But if the Conservatives have rediscovered their appetite for freedom and democracy, why, as Greece, fons et origo of those principles, lies tormented on the Procrustean metanarrative of the EU, are we denied a voice in the ultimate political question, that of national self-determination? Absent a referendum on membership of the Romantic and revolutionary project, we shall be limited-list libertarians, like council house dwellers selecting the hue of their front doors from officially-compiled colour charts.

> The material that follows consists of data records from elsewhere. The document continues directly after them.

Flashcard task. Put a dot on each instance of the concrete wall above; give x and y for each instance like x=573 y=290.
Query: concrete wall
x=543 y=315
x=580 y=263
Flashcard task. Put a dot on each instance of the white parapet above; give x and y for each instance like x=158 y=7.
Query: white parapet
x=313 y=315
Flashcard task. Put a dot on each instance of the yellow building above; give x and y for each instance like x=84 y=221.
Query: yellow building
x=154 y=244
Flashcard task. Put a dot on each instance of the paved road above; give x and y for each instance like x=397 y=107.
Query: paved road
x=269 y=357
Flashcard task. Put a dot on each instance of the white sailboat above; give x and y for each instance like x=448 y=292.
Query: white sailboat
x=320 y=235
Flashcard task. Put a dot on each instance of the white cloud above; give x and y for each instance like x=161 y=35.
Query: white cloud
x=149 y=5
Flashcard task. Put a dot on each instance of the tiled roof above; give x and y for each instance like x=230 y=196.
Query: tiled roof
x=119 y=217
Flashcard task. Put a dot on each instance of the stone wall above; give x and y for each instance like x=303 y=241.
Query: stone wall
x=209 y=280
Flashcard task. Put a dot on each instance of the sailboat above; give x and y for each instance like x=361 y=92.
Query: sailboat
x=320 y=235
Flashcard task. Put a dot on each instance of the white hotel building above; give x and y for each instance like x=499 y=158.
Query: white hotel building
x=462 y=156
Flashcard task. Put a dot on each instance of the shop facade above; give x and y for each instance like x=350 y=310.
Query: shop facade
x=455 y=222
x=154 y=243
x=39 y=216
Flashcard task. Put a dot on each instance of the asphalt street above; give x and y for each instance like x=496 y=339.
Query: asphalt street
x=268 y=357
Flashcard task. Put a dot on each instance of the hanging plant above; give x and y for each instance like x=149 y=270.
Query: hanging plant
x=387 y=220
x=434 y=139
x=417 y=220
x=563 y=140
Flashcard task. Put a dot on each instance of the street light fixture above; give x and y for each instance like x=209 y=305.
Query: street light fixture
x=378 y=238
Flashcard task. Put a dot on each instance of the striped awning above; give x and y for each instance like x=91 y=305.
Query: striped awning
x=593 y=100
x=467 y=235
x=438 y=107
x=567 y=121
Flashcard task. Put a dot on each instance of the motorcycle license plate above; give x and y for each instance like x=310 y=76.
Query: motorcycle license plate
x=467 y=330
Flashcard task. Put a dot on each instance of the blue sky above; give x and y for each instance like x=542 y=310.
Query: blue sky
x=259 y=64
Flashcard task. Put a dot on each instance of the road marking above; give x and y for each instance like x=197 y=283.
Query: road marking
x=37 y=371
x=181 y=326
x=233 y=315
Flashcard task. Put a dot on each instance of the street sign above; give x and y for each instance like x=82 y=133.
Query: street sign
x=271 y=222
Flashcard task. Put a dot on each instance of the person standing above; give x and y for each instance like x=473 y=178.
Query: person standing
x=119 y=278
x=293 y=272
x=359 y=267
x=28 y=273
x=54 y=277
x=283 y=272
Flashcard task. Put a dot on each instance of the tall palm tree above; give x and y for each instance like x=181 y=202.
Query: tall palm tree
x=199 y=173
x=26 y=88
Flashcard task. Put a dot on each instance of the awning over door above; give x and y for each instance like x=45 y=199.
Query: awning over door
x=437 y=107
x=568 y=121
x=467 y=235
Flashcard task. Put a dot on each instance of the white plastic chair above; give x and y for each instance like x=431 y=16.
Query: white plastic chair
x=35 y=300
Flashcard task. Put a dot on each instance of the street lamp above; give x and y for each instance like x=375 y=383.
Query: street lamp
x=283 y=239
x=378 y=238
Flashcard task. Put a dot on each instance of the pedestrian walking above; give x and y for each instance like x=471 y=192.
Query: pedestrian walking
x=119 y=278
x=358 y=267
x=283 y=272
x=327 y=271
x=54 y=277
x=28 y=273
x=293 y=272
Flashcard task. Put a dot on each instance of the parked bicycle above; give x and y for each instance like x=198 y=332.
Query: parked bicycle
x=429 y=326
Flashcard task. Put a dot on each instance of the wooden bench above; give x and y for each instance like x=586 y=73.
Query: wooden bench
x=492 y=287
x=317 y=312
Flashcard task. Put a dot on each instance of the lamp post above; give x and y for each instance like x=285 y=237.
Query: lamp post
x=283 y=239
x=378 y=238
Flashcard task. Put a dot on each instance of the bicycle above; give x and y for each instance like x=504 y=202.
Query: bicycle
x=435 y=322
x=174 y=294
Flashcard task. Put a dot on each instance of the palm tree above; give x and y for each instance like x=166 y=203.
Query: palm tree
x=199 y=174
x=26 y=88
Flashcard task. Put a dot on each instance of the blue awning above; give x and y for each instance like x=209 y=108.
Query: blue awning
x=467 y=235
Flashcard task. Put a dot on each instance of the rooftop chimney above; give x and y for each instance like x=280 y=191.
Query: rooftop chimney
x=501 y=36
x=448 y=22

Are we to be consulted, or must we refuse to vote at all in the coming General Election?

10 comments:

OldSouth said...

Well-said!

When all else fails (and all else has), try freedom!

OS

Paddington said...

Unfortunately, as I've said before, the home schoolers underperform state schools.

Sackerson said...

Not all; and I'd introduce a list of (perhaps newly-commissioned) recommended texts, plus a variety of online and paper-based tests. Parents would be challenged to do better with their children than the schools they refused to use.

James Higham said...

"lies tormented on the Procrustean metanarrative of the EU"

Wow!

Paddington said...

Sorry Sackerson, but you have to look at Statistical measures to get a picture, not individuals. In the US, the tiny (about 5%) of home-schoolers who take the ACT perform slightly better in the verbal scores, but underperfom the national average by over a full standard deviation in the quantitative skills. It is also very well-established that these latter skills are the most robust measure of success in college coursework.

Whether the idiotic changes being made by the ideas that I describe in my post yesterday change that relationship will have to be seen.

Sackerson said...

Perhaps most of those who are home-schooled would have underachieved as much or more in school, and more unhappily. Are we comparing similar populations?

Paddington said...

That's some of it, I'm sure. A lot more (in the US) is because most choose to home-school due to fundamentalist religious views, which are notoriously anti-science.

James Higham said...

I've just had a stoush with the leader of LPUK over this. Why, when people get to be leaders, do they relinquish the people's right to a voice?

Wolfie said...

Because James when they grasp the wheel of power they soon learn who is in charge and bow before the idol that will grant then entry to the inner sanctum.

Just look at what our intellectuals will do for it

Sackerson said...

Wolfie - you're saying this chap did this for career reasons? Another reason looks pretty obvious.